YAML-first agent specs: run with `oa run` or generate a full Python project with `oa init`.
Project description
Open Agent Spec (OA)
Define AI agents as contracts, not scattered prompts.
Open Agent Spec lets you define an agent once in YAML, validate inputs and outputs against a schema, and either run it directly with oa run or generate a Python scaffold with oa init.
Why This Exists
Most agent systems are hard to reason about:
- outputs are not strictly typed
- behaviour is buried in prompts
- logic is split across Python, Markdown, and framework abstractions
- swapping models often breaks things in subtle ways
The Idea
Open Agent Spec treats an agent like infrastructure.
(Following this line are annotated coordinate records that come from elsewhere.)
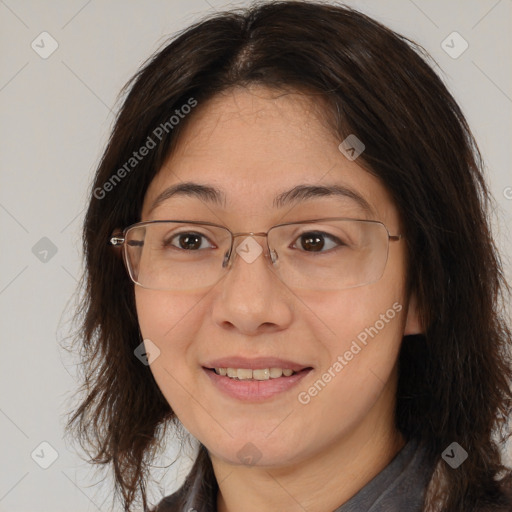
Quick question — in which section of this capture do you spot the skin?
[135,86,421,512]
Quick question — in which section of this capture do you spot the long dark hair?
[67,1,512,512]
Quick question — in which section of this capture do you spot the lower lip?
[203,367,312,402]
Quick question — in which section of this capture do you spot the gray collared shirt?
[155,440,433,512]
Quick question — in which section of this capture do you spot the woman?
[68,2,512,512]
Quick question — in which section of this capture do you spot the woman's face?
[135,87,418,466]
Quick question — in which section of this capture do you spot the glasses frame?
[109,217,404,289]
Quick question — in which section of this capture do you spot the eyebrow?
[149,181,375,214]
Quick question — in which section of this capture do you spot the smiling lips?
[203,357,313,401]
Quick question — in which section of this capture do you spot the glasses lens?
[125,221,231,290]
[125,219,389,290]
[268,220,389,290]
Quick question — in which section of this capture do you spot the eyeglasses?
[110,217,402,290]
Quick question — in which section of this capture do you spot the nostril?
[222,251,229,268]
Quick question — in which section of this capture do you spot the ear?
[404,293,425,336]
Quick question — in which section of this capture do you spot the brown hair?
[63,1,512,512]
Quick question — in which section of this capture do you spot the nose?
[212,233,293,335]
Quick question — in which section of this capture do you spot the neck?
[211,370,405,512]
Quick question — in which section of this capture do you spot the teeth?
[215,368,296,380]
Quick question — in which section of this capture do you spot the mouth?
[202,360,313,402]
[206,366,312,381]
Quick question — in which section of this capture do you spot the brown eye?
[298,231,343,252]
[164,232,211,251]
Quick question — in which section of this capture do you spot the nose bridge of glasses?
[222,231,277,267]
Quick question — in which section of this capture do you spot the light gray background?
[0,0,512,512]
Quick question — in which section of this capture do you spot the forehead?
[142,87,400,227]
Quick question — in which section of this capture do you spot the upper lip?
[203,356,312,372]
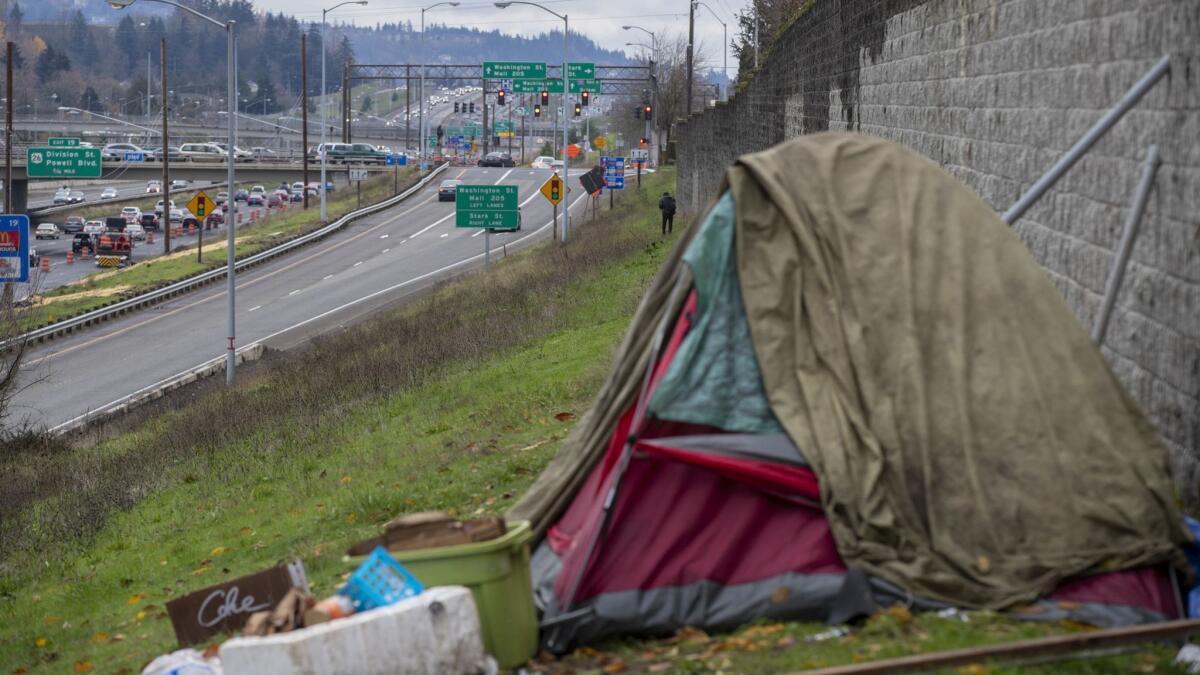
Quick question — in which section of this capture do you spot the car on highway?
[71,232,96,256]
[100,143,145,162]
[479,153,517,167]
[179,143,226,162]
[438,178,462,202]
[62,216,84,234]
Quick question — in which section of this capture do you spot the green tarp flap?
[648,192,784,432]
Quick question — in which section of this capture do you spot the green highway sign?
[484,61,546,79]
[566,64,596,79]
[25,148,102,178]
[455,185,521,229]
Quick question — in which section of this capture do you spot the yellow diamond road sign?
[541,174,564,205]
[187,192,217,217]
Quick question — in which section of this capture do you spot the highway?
[12,168,586,426]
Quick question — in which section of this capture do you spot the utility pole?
[685,0,696,117]
[300,32,308,210]
[162,37,171,252]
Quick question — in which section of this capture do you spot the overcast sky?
[254,0,749,77]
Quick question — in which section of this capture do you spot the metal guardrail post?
[1092,145,1163,346]
[1001,55,1171,225]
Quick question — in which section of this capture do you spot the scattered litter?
[1175,644,1200,673]
[804,626,850,643]
[142,649,224,675]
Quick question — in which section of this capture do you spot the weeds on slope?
[0,168,673,562]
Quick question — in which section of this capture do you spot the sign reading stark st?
[25,148,102,178]
[455,185,521,229]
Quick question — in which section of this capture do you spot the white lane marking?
[50,189,587,431]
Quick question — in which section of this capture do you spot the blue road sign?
[0,214,29,281]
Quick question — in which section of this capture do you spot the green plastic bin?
[391,520,538,668]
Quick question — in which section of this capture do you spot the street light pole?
[321,0,367,222]
[418,1,458,171]
[108,0,238,386]
[496,0,571,243]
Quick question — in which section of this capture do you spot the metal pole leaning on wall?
[1001,55,1171,225]
[1092,145,1162,346]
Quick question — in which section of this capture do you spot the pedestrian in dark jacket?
[659,192,674,234]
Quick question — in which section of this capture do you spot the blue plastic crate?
[338,546,425,611]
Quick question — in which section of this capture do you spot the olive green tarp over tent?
[509,133,1188,608]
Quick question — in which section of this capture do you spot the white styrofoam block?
[221,586,485,675]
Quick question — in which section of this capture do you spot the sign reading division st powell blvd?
[25,148,102,178]
[455,185,521,229]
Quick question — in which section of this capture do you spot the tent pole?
[546,271,688,651]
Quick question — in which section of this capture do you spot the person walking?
[659,192,676,237]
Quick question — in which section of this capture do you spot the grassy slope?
[0,164,1174,673]
[29,168,415,325]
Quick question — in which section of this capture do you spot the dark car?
[479,153,517,167]
[438,178,462,202]
[62,216,84,234]
[71,232,96,256]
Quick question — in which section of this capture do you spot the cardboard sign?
[167,561,308,646]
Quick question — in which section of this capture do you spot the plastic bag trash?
[142,649,224,675]
[1175,644,1200,673]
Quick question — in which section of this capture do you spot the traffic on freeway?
[13,167,584,426]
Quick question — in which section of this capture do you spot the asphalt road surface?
[12,168,587,426]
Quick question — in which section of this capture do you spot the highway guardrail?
[8,163,449,350]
Think OpenAPI or Terraform, but for AI agents.
You define:
- input schema
- output schema
- prompts
- model configuration
Then OA enforces the boundary:
input -> LLM -> validated output
If the output does not match schema, the task fails fast with a validation error.
For example, this shape mismatch can silently break downstream systems:
{"msg":"hello"}
instead of:
{"response":"hello"}
Super Quick Start
Install (Python 3.10+):
pipx install open-agent-spec
oa init aac
oa validate aac
export OPENAI_API_KEY=your_key_here
oa run --spec .agents/example.yaml --task greet --input '{"name":"Alice"}' --quiet
With OA you can:
- define tasks, prompts, model config, and expected I/O in YAML
- run a spec directly without generating code first
- keep
.agents/*.yamlin your repo and call them from CI - generate a Python project scaffold when you want to customize implementation
First Run
Shortest path from install to a working agent:
1. Create the agents-as-code layout (aac = repo-native .agents/ directory):
oa init aac
This creates:
.agents/
├── example.yaml # minimal hello-world spec
├── review.yaml # code-review agent that accepts a diff file
├── change.diff # sample diff for immediate review-agent testing
└── README.md # quick usage notes
2. Validate the generated specs:
oa validate aac
3. Set an API key for the engine in your spec (OpenAI by default):
export OPENAI_API_KEY=your_key_here
4. Run the example agent:
oa run --spec .agents/example.yaml --task greet --input '{"name":"Alice"}' --quiet
--quiet prints the task output JSON only, good for piping to jq or scripting:
{
"response": "Hello Alice!"
}
Omit --quiet for the full execution envelope with Rich formatting.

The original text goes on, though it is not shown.